I have two vectors. I want to make a barplot of the first vector (simple enough, right). The twist is that every element of the second vector is the standard deviation for every element of the first vector (which itself is the average of 4 other values). How can I do that?
The vectors in question:
-4.6521175 0.145839723
1.1744100 0.342278694
-0.2581400 0.003776341
-0.3452675 0.073241199
-2.3823650 0.095008502
0.5625125 0.021627196
I.e., how can I add the elements of the second column vector as error bars to the corresponding elements in the first column vector?
Note: Before you ask, yes I did search extensively on this site and did a lot of googling, but my problem is a bit more specific, i.e. what I found didn't match what I needed.
An implementation with geom_bar
and geom_errorbar
of ggplot2
:
library(ggplot2)
ggplot(df, aes(x=row.names(df), y=V1)) +
geom_bar(stat="identity", fill="grey") +
geom_errorbar(aes(ymin = V1 - V2, ymax = V1 + V2), width=0.6) +
theme_classic()
this results in:
If you want to remove the numbers on the x-axis, you can add:
theme(axis.title.x=element_blank(),
axis.text.x=element_blank(),
axis.ticks.x=element_blank())
to your ggplot code.
Used data:
df <- read.table(text="-4.6521175 0.145839723
1.1744100 0.342278694
-0.2581400 0.003776341
-0.3452675 0.073241199
-2.3823650 0.095008502
0.5625125 0.021627196", header=FALSE)
In response to your comment, two possible solution when you want plot such a large number of bars:
1: Only include a selection of the axis-labels:
ggplot(df2, aes(x=as.numeric(row.names(df2)), y=V1)) +
geom_bar(stat="identity", fill="grey", width=0.7) +
geom_errorbar(aes(ymin = V1 - V2, ymax = V1 + V2), width=0.5) +
scale_x_continuous(breaks=c(1,seq(10,200,10)), expand=c(0,0)) +
theme_classic() +
theme(axis.text.x=element_text(size = 6, angle = 90, vjust = 0.5))
this gives:
As can be seen, it is not ideal to cram so many bars in a plot. See therefore alternative 2.
2: Create a grouping variable which you can use for creating facets:
df2$id <- rep(letters[1:20], each=10)
ggplot(df2, aes(x=as.numeric(row.names(df2)), y=V1)) +
geom_bar(stat="identity", fill="grey", width=0.7) +
geom_errorbar(aes(ymin = V1 - V2, ymax = V1 + V2), width=0.5) +
scale_x_continuous(breaks=as.numeric(row.names(df2))) +
facet_wrap(~ id, scales = "free_x") +
theme_bw() +
theme(axis.text.x=element_text(angle = 90, vjust = 0.5))
this gives:
Used data for the two last examples:
df2 <- data.frame(V1=sample(df$V1, 200, replace=TRUE),
V2=sample(df$V2, 200, replace=TRUE))
I personally like arrows()
best for this kind of graphic:
df <- data.frame(bar = c(-4.6521175, 1.1744100, -0.2581400, -0.3452675, -2.3823650, 0.5625125),
error = c(0.145839723, 0.342278694, 0.003776341, 0.073241199, 0.095008502, 0.021627196))

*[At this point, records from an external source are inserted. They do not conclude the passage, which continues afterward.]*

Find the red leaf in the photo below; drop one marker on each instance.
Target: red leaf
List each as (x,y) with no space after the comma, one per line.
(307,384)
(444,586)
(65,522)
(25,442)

foo <- barplot(df$bar,ylim=c(-6,2),border=NA)
arrows(x0=foo,y0=df$bar+df$error,y1=df$bar-df$error,angle=90,code=3,length=0.1)
Two details:
border=NA
in barplot()
removes the borders around the bars, so you can actually see the error whiskers around the third bar. Since the third error is so small, the whisker lies pretty much on top of the bar border.
I used the length
parameter in arrows()
to reduce the width of the horizontal whiskers, which is especially relevant if we have larger numbers of bars. The default is length=0.25
.
However, note that "dynamite plots" have major disadvantages. You write that your data come from just four raw points for each bar. In such a case it would almost certainly be better to just plot a (jittered) dotplot of your raw data.